Required information
A bicycle travels $3.40 \mathrm{~km}$ due east in $0.600 \mathrm{~h}$, then $9.10 \mathrm{~km}$ at $15.0^{\circ}$ east of north in $0.370 \mathrm{~h}$, and finally another $3.40 \mathrm{~km}$ due east in $0.600 \mathrm{~h}$ to reach its destination. The time lost in turning is negligible. Assume that east is in the $+x$-direction and north is in the $+y$-direction.
What is the direction of the average velocity for the entire trip? Enter the answer as an angle in degrees north of east.
north of east
Thus, the direction of the average velocity for the entire trip is approximately $8.59^{\circ}$ north of east.

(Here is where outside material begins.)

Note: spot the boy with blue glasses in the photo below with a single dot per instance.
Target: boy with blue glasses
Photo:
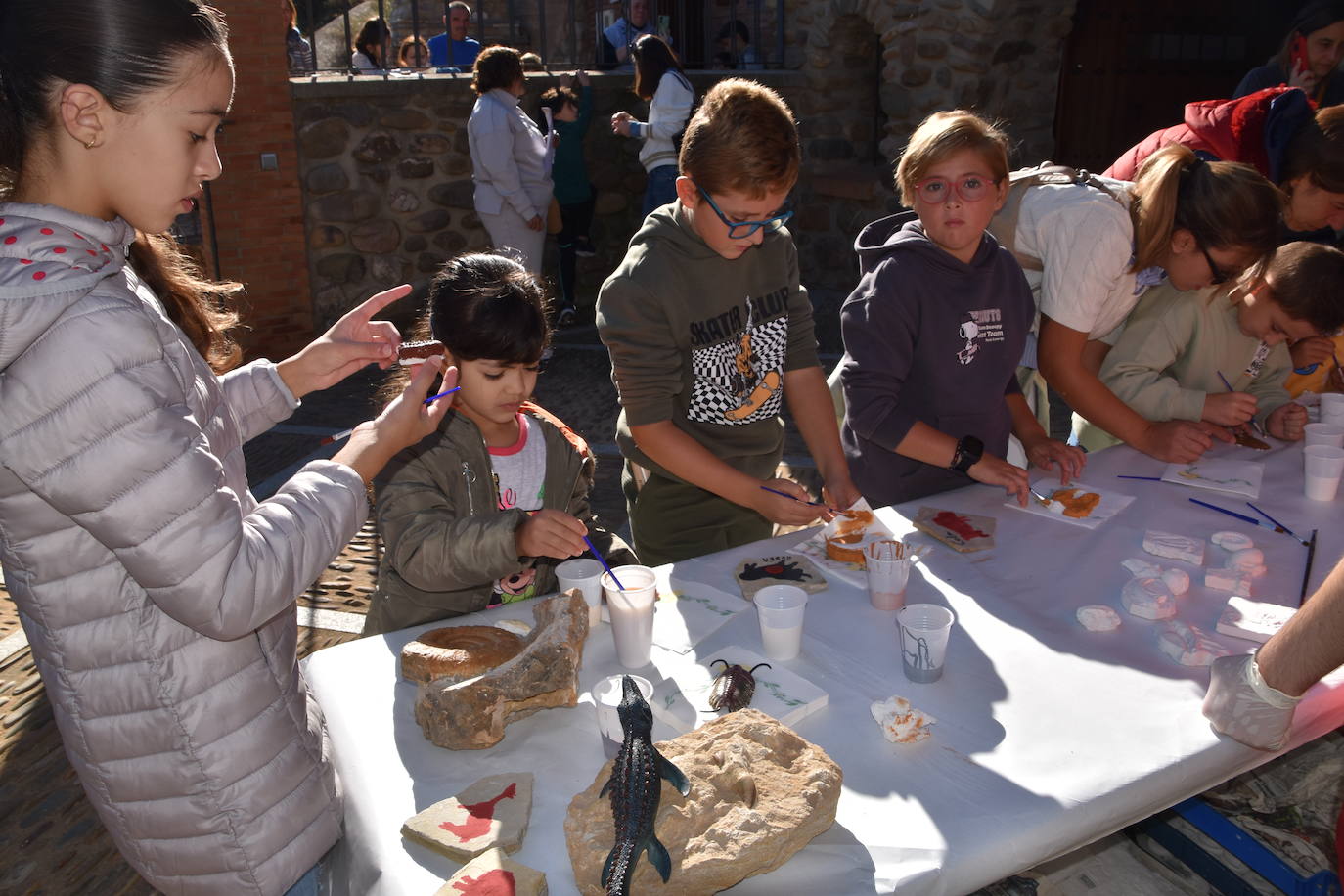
(708, 332)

So, the final answer is \(\boxed{8.59^{\circ}}\).
Step 1 :Given that a bicycle travels $3.40 \mathrm{~km}$ due east in $0.600 \mathrm{~h}$, then $9.10 \mathrm{~km}$ at $15.0^{\circ}$ east of north in $0.370 \mathrm{~h}$, and finally another $3.40 \mathrm{~km}$ due east in $0.600 \mathrm{~h}$ to reach its destination. The time lost in turning is negligible. Assume that east is in the $+x$-direction and north is in the $+y$-direction.
Step 2 :The average velocity is the total displacement divided by the total time. The displacement is a vector quantity, so we need to calculate the x and y components of the displacement for each leg of the trip, and then add them up to get the total displacement.
Step 3 :The x and y components of the displacement for the first leg of the trip are $x_1 = 3.4$ and $y_1 = 0$ respectively.
Step 4 :For the second leg of the trip, the x and y components of the displacement are $x_2 = 8.789925019230521$ and $y_2 = 2.3552533104329387$ respectively.
Step 5 :The x and y components of the displacement for the third leg of the trip are $x_3 = 3.4$ and $y_3 = 0$ respectively.
Step 6 :The total x and y displacements are $x_{total} = 15.589925019230522$ and $y_{total} = 2.3552533104329387$ respectively.
Step 7 :The direction of the average velocity is the arctangent of the ratio of the total y displacement to the total x displacement, which is $8.591013066841251$ degrees.
Step 8 :Thus, the direction of the average velocity for the entire trip is approximately $8.59^{\circ}$ north of east. So, the final answer is \(\boxed{8.59^{\circ}}\).